The door was in reach. She grabbed the handle, then turned to face them. “I’m a police officer, for god’s sake, not Heidi Fleiss. Back off.”
They went silent, seemed about to retreat, then surged forward again as she slipped inside. Their clamoring faded behind the glass doors. They’d no doubt been ordered to stay outside.
Behind the glass at the front desk, two newbie officers looked up, freshly post-academy, here for as long as it took them to get a better posting. They were both blond, and Jess could hardly tell what gender they each were until she got close enough to see breasts on the one on the left.
“Officer Villareal here for Everett,” she said. “He’s expecting me.”
They knew why she didn’t just buzz herself back. Everyone knew everything, of course. They’d probably been glued to the television in the conference room all morning. The officers looked at her differently from the way they would have the day before, like she was either Norma Rae or Norman Bates—she couldn’t tell which. She wished someone from her shift was on, but they wouldn’t be in until three.
The female officer picked up the phone, murmured, then set it down. “The sergeant says to go straight to his office.”
What was she going to do, run naked through the crime lab? Steal marijuana from the evidence room? Influence others to turn actual criminals loose on the streets?
“Fine,” she muttered.
The door buzzed. Jess stepped through, wondering if the cameras outside were getting all this, wondering, in spite of everything, how big her butt looked. Even when everything had changed, some things never did. Thank god she wasn’t in uniform pants.
Everett looked tired. He, too, was in civvies, a golf shirt and chinos. His day off.
“What are you trying to do, kill me?” he said. “Get me fired? Your ass is already grass. At noon, the chief

s going to announce you’re under investigation. Is it worth it, Villareal? One kid?”

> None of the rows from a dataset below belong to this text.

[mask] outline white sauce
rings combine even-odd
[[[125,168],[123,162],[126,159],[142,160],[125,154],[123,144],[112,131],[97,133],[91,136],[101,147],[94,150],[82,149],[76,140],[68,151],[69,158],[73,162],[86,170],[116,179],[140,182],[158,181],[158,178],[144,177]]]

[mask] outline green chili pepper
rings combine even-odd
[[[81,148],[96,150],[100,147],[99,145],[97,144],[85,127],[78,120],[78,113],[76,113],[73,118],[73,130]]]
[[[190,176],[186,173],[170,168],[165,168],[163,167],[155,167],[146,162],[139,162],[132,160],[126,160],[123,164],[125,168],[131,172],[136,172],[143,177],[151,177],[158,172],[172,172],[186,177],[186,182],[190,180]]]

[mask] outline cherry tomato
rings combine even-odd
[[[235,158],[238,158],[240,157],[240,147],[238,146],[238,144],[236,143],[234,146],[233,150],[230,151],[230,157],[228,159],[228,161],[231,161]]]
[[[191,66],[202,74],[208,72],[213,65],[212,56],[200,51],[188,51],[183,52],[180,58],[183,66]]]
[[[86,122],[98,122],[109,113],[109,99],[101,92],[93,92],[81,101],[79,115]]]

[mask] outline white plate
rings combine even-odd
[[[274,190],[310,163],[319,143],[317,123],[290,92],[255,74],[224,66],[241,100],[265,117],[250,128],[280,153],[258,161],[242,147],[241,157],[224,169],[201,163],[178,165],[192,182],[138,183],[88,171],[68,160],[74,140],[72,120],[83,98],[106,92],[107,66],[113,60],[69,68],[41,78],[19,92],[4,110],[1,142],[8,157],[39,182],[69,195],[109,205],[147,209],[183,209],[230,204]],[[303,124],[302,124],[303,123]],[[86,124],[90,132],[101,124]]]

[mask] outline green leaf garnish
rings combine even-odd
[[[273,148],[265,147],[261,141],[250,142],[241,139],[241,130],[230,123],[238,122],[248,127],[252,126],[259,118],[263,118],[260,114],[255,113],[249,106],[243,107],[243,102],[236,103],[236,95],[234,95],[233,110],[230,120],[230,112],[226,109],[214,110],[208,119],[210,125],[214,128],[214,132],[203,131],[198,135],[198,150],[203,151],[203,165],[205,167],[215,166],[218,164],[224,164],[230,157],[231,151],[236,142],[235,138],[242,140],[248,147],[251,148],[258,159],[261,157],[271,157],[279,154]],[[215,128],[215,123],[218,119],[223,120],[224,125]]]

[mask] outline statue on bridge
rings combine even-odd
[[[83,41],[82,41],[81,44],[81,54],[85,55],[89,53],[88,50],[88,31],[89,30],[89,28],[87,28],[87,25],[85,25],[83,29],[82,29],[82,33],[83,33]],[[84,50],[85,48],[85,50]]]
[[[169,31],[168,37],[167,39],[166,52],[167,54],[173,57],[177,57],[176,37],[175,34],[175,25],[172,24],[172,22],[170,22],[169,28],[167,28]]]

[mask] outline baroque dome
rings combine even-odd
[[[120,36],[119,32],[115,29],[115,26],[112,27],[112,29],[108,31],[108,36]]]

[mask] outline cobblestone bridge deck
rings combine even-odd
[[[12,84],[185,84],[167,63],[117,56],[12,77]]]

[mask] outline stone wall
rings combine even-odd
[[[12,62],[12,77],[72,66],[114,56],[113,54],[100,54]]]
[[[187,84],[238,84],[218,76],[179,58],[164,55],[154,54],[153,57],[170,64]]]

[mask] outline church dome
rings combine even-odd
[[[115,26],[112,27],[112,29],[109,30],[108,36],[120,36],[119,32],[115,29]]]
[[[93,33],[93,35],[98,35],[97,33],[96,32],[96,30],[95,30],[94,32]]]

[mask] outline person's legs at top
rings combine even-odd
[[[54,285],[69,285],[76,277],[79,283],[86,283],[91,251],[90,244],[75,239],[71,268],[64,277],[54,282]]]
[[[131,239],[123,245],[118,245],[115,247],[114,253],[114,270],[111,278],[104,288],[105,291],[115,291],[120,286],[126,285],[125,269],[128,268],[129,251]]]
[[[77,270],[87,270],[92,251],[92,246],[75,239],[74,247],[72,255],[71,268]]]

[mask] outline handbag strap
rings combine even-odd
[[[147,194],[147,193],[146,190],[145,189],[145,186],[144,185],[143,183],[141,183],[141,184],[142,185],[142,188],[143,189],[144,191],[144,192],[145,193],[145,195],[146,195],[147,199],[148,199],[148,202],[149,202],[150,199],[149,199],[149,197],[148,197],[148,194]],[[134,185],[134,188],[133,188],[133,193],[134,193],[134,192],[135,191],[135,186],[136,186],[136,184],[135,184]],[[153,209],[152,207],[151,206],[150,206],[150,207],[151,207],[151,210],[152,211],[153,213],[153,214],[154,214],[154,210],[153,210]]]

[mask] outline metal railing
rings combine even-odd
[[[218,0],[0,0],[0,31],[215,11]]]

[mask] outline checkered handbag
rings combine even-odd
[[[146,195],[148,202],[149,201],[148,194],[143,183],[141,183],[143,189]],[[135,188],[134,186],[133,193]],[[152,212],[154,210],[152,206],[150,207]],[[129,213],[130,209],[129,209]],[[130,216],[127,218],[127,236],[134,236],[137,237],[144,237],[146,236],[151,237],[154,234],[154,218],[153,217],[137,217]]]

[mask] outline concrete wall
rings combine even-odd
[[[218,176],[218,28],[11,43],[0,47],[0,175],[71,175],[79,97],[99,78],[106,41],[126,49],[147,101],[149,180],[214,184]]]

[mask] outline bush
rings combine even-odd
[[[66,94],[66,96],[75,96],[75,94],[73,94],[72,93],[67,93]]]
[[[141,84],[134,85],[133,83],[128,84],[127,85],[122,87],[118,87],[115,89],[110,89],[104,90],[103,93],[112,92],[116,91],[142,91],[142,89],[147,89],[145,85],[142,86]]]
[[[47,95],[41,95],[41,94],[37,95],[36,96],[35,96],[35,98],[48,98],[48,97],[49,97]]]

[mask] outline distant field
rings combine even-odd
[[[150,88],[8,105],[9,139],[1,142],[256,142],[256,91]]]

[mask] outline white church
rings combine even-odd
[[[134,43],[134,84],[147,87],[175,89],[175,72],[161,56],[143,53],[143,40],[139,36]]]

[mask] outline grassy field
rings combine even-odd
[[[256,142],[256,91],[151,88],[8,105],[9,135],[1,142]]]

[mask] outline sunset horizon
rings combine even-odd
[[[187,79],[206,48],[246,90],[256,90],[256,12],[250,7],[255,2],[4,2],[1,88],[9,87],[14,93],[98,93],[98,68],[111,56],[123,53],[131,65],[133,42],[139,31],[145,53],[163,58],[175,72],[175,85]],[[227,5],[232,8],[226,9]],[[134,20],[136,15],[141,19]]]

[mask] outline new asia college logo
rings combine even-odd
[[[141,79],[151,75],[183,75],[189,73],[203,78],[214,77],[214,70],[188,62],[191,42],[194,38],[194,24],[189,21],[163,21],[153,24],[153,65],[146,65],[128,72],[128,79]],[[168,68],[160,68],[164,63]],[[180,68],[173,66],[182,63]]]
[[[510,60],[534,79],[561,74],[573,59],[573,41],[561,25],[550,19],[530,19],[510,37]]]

“What if it were your kid, Sarge?”
He slammed his open hand on the armrest of his chair. “Don’t pull that shit with me. Just tell me what the fuck is going on. We’re going to find them, you know. It’s only a matter of time. Help us now so we don’t look like complete morons, and you’ll get your old job back in two months.”
“May I sit?”
“I don’t care if you goddamn spin on your head. Spill it.”

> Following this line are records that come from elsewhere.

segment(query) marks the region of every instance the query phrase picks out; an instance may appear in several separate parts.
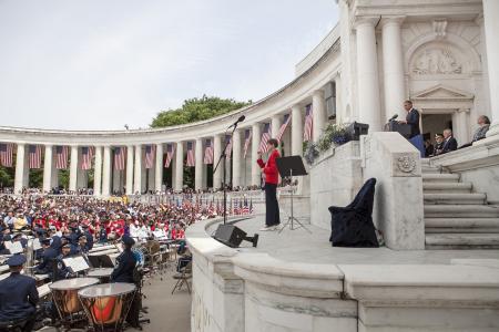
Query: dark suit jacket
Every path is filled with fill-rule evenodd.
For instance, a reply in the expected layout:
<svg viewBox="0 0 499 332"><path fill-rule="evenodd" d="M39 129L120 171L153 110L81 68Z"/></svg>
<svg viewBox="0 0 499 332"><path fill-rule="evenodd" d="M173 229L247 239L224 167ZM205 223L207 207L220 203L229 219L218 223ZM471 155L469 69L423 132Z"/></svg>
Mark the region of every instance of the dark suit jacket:
<svg viewBox="0 0 499 332"><path fill-rule="evenodd" d="M26 319L34 313L38 303L33 278L11 273L0 281L0 321Z"/></svg>
<svg viewBox="0 0 499 332"><path fill-rule="evenodd" d="M444 146L441 148L441 154L446 154L451 151L457 149L457 141L454 137L450 137L449 139L444 142Z"/></svg>
<svg viewBox="0 0 499 332"><path fill-rule="evenodd" d="M413 108L407 113L406 116L407 124L410 126L410 137L413 138L417 135L420 135L421 132L419 131L419 111L416 108Z"/></svg>

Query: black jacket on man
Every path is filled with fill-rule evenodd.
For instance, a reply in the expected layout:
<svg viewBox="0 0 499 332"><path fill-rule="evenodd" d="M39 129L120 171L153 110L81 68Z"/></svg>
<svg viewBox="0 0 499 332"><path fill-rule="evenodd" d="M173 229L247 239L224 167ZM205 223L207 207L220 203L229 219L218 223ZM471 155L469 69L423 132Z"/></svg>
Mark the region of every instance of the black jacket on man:
<svg viewBox="0 0 499 332"><path fill-rule="evenodd" d="M111 273L111 281L133 283L133 270L136 266L136 258L132 250L125 249L119 257L116 257L116 263L118 266Z"/></svg>
<svg viewBox="0 0 499 332"><path fill-rule="evenodd" d="M18 321L31 317L39 301L33 278L11 273L0 281L0 321Z"/></svg>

Jess sat in the chair she’d used the night before, dropped her vibrating purse between her feet, and pulled out the doctor’s report.

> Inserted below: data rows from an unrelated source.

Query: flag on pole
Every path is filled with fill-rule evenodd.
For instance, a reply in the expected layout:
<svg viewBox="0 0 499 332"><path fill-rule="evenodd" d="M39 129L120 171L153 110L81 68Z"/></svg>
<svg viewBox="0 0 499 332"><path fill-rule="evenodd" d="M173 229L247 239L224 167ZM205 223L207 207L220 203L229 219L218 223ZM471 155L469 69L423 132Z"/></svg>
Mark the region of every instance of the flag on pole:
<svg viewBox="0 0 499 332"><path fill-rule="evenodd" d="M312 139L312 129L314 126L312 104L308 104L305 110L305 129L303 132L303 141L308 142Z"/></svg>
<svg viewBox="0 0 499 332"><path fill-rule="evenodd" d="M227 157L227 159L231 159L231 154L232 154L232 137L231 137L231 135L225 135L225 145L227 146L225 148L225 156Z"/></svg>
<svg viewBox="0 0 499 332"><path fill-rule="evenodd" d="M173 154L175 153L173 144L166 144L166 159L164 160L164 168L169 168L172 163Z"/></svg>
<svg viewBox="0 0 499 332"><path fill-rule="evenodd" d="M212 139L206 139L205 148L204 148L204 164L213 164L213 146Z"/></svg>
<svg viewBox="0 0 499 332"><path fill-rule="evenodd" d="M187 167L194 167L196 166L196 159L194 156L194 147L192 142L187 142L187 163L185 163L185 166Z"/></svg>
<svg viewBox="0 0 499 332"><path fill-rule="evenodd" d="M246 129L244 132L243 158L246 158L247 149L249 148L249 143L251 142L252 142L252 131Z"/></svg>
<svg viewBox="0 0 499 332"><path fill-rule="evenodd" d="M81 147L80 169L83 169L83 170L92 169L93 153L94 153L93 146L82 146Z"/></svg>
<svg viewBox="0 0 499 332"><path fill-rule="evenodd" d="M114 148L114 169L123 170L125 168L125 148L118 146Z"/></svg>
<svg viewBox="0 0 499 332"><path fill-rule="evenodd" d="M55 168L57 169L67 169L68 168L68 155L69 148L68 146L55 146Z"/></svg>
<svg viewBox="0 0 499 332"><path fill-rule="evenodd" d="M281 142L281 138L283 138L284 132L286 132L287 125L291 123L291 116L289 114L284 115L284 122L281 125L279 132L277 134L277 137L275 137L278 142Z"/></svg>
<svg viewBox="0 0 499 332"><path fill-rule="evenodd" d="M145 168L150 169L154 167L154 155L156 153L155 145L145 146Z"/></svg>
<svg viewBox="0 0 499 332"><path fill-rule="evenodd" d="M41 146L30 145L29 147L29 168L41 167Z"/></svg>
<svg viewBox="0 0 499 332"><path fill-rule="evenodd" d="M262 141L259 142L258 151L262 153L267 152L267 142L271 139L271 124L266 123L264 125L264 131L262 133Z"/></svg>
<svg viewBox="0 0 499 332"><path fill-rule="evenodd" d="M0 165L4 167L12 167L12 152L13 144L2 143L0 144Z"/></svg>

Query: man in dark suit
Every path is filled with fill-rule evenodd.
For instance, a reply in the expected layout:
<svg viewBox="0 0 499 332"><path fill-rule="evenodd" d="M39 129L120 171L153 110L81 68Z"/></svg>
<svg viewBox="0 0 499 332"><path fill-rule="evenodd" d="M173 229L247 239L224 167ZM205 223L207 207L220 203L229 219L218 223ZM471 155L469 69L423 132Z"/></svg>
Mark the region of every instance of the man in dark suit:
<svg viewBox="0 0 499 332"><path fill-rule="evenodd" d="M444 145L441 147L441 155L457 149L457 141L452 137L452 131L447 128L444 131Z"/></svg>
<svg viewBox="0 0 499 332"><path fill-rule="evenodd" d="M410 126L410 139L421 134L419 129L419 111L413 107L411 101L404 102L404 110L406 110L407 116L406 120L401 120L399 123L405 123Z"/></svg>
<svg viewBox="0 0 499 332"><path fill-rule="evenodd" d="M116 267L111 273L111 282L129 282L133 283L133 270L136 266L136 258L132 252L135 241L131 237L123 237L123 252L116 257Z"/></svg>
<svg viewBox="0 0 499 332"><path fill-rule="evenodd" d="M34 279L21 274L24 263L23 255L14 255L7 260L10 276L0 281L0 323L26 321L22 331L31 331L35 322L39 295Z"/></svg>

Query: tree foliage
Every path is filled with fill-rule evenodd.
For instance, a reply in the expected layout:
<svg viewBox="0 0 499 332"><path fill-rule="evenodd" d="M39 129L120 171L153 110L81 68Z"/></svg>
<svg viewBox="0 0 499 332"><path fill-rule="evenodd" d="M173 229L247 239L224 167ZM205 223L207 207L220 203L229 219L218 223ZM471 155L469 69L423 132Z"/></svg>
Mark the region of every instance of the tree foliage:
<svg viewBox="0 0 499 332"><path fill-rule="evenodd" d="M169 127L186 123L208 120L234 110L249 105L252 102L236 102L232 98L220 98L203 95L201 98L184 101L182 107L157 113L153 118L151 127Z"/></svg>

“Here,” she said, sliding it across his desk. “No sexual abuse. Healthy, normal.”
He scanned it, then looked up. “What does this prove? They’re still homeless. She’s still going to be truant come fall, living in unacceptable conditions. Or have you managed to fix that, too?”
Jess chewed her bottom lip. She’d planned on telling him they’d taken a bus to who knows where. She’d be in more trouble with the department if she told the truth, but the truth was so much better.
“Actually, they’ve found a place to live where Ray can work for room and board and a little money. Lindy can go to school there.”
He cocked his head. “What? Where?”
She shook her head.
Add obstruction to the list,
she thought, realizing she should have called an attorney before coming in. Things were moving so quickly. She was reacting from instinct, whether or not that was a good thing.
He sighed and picked up his phone, punched in numbers, then sat back in his chair, staring at her.
“Everett here,” he said after a moment. “Villareal’s in my office.”
He closed his eyes, pinched the bridge of his nose. “Nope. Just her.” He nodded. “Mm-hmm, yup. Well, she has a doctor’s report for the girl. No sex abuse. And she’s got them hiding out somewhere, won’t tell me where.”
“Hiding out?” Jess felt her jaw unhinge. She scooted forward in her chair, looked the sergeant in the eye until he looked away. “Tell him Ray will be working, they’ll have a home. They’ll have a normal life.”